Frequently Asked Questions
Can The Druid Next Door be listened to without having read or heard the first Fae Out of Water book?
Technically yes, but most reviewers and the author position it as a series that benefits from sequential reading. The plot begins immediately after events in Cutie and the Beast, and characters from that book appear with context that will be richer for listeners who know their backstory.
How does E.J. Russell handle the forced-proximity trope in a MM paranormal romance context?
Russell uses the magical shackling mechanic to create genuine interdependence rather than simple proximity. The shackling has plot consequences that force both characters into situations neither would choose, and the resulting conflict is used to develop character rather than simply delay the romance.

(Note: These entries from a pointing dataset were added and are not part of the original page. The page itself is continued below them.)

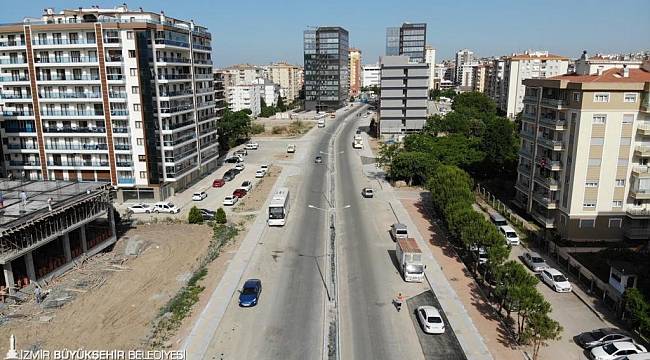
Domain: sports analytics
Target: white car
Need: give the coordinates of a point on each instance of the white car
(230, 200)
(535, 262)
(166, 207)
(556, 280)
(615, 350)
(199, 196)
(246, 185)
(141, 208)
(510, 234)
(430, 320)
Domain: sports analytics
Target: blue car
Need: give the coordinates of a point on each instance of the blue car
(250, 293)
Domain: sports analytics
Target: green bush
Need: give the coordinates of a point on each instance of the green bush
(195, 217)
(220, 217)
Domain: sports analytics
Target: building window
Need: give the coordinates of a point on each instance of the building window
(628, 118)
(615, 223)
(599, 118)
(601, 97)
(587, 223)
(629, 97)
(576, 96)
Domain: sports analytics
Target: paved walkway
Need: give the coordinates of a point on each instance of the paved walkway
(482, 315)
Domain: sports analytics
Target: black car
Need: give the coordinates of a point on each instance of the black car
(207, 214)
(230, 174)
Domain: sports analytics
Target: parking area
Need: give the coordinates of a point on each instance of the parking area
(435, 347)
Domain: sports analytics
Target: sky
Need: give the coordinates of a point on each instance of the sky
(260, 32)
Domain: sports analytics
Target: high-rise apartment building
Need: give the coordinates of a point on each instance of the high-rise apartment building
(463, 57)
(371, 75)
(584, 162)
(408, 39)
(403, 96)
(430, 59)
(355, 71)
(108, 94)
(326, 68)
(289, 77)
(517, 68)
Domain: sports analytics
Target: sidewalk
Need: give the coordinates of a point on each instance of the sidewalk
(486, 321)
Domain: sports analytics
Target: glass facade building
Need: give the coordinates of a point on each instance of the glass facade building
(326, 68)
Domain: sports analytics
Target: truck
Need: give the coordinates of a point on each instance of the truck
(357, 143)
(409, 257)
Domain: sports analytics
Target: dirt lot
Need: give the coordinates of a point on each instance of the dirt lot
(115, 297)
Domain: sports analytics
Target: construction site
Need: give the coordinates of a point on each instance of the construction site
(46, 226)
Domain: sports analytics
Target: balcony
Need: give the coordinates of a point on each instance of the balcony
(78, 163)
(172, 43)
(545, 200)
(24, 163)
(554, 103)
(88, 147)
(644, 128)
(555, 145)
(548, 182)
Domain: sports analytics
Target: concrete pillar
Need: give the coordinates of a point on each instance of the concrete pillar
(66, 247)
(29, 263)
(9, 277)
(84, 244)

Is Mal a difficult character to spend ten hours with given his described moodiness and dishonesty?
Reviewers are split slightly on this. His sharp edges are real and have plot consequences, but Russell frames them as symptoms of loss and exile rather than character deficits. Most listeners who engaged with the book found his arc satisfying precisely because the rough start made his growth feel authentic.
Does Joel Leslie’s narration work for a book that blends paranormal tension with comedic moments?
Yes, and this tonal range is arguably where Leslie’s performance excels most. He maintains Mal’s prickliness without making it unpleasant over ten hours, and his sense of comedic timing allows the absurdist humor in Russell’s writing to land as written rather than getting flattened by straightforward delivery.